Tentang PKWT, Begini Skema Kontrak Kerja & Pengangkatan Karyawan Tetap dalam UU Cipta Kerja
Ia beralasan, dihapuskannya Pasal 59 yang mengatur batas waktu PKWT karena UU Cipta Kerja menganut fleksibilitas.
TRIBUN-BALI.COM - UU Cipta Kerja yang menjadi sorotan beberapa waktu terakhir telah memantik berbagai pro dan kontra di masyarakat.
Salah satu yang dikritisi dalam UU Cipta Kerja adalah tentang hak-hak pekerja.
Inilah beberapa hal yang perlu diketahui pekerja dari UU Cipta Kerja.
Pemerintah dan DPR mengubah skema kontrak kerja dalam UU Cipta Kerja.
Dalam Omnibus Law Cipta Kerja, Pasal 59 UU Nomor 13 Tahun 2003 dihapus.
Pasal tersebut mengatur batasan Perjanjian Kerja Waktu Tertentu ( PKWT).
PKWT adalah perjanjian kerja antara pekerja dengan pengusaha atau perusahaan untuk mengadakan hubungan kerja dalam waktu tertentu atau untuk jenis pekerjaan tertentu.
Baca juga: Prabowo Sebut Aksi Demo Tolak UU Cipta Kerja Dibiayai Asing, Begini Penjelasan Jubir Gerindra
Baca juga: Tentang Pegawai Kontrak Seumur Hidup dalam UU Cipta Kerja, Ini Kata Menaker Ida Fauziyah
Dalam perjanjian PKWT juga mengatur kedudukan atau jabatan, gaji atau upah pekerja, tunjangan serta fasilitas apa yang didapat pekerja dan hal-hal lain yang bersifat mengatur hubungan kerja secara pribadi.
Perusahaan hanya bisa melakukan kontrak kerja perjanjian PKWT paling lama 3 tahun.
Setelah itu, perusahaan diwajibkan untuk mengangkat pekerja atau buruh sebagai karyawan tetap jika ingin mempekerjakannya setelah lewat masa 3 tahun.
Dilansir dari Kompas.com, Menteri Ketenagakerjaan ( Menaker) Ida Fauziyah, menjelaskan dalam skema batasan waktu kontrak akan diatur dalam regulasi turunan seperti Peraturan Pemerintah (PP).
Namun dalam pembahasannya masih akan mempertimbangkan masukan pengusaha dan serikat buruh.
Menurut Ida, jika diatur batasan maksimum kontrak PKWT selama 3 tahun sebagaimana di UU Nomor 13 Tahun 2003, justru tidak fleksibel dan memberatkan dunia usaha.
"Bisa saja lebih dari lima tahun (masa batasan kontrak).

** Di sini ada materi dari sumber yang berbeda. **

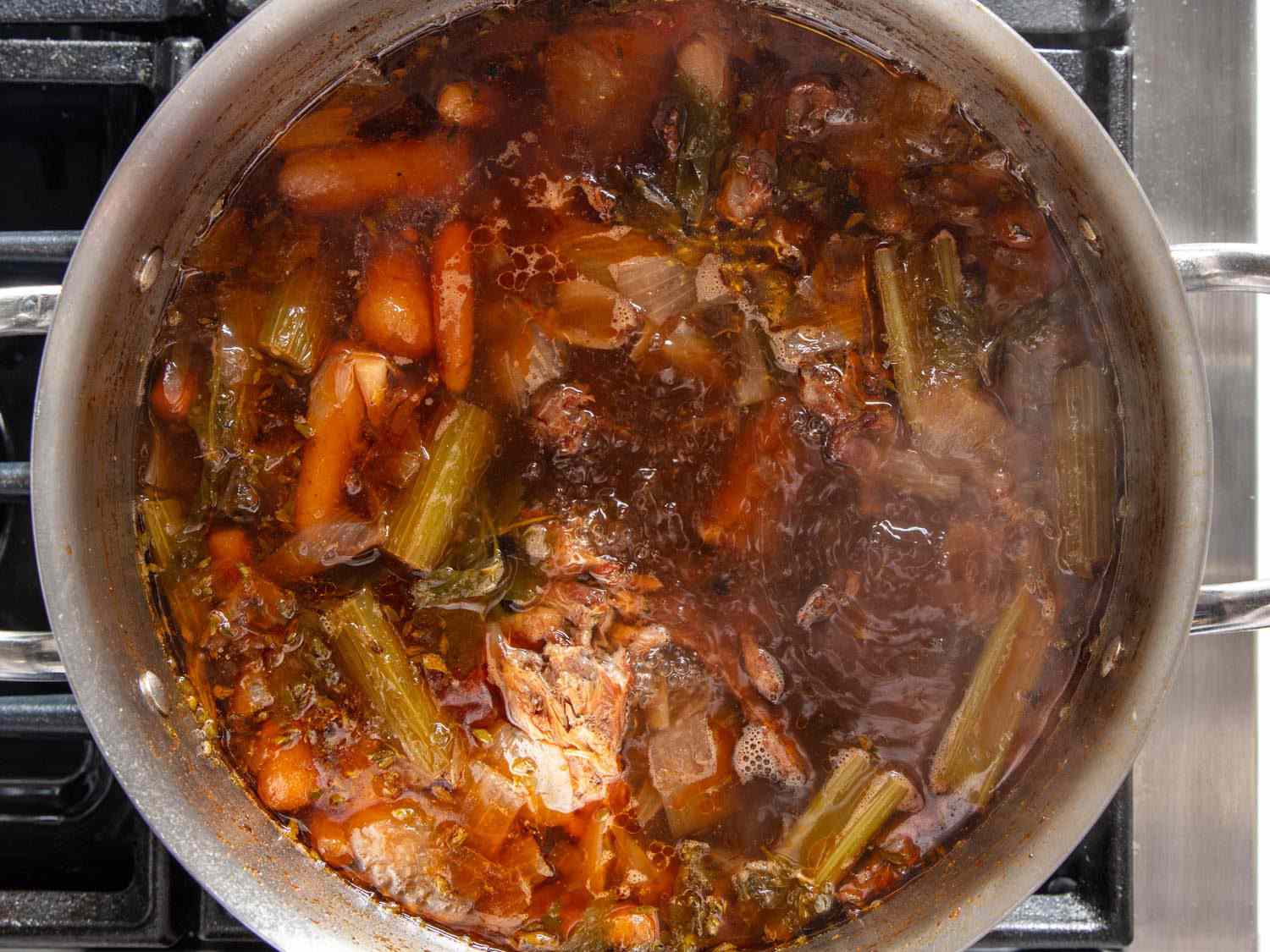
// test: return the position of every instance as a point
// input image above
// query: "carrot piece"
(759, 482)
(345, 178)
(174, 388)
(454, 286)
(230, 545)
(467, 104)
(395, 309)
(330, 839)
(335, 415)
(286, 779)
(632, 927)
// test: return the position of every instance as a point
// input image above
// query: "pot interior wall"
(93, 381)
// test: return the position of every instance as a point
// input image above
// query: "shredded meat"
(569, 695)
(563, 421)
(746, 187)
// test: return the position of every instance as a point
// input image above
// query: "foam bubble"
(759, 756)
(710, 283)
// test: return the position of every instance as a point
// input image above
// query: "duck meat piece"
(812, 107)
(568, 612)
(762, 668)
(417, 860)
(746, 187)
(563, 419)
(569, 695)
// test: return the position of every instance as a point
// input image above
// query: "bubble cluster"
(759, 756)
(527, 261)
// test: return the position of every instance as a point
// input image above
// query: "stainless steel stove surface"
(79, 868)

Bisa kurang. Dinamikanya sangat tinggi. Kalau langsung diatur di undang-undang, kami khawatir justru tidak bisa mengikuti dinamika tersebut," kata Ida dikutip dari Harian Kompas, Senin (19/10/2020).

"Kami sudah sepakat bersama teman-teman di forum tripartit (pemerintah, pengusaha, dan buruh), hal ini akan dibicarakan dalam perumusan peraturan pemerintah (PP). Jadi, tidak diisi sendiri oleh pemerintah," kata dia lagi.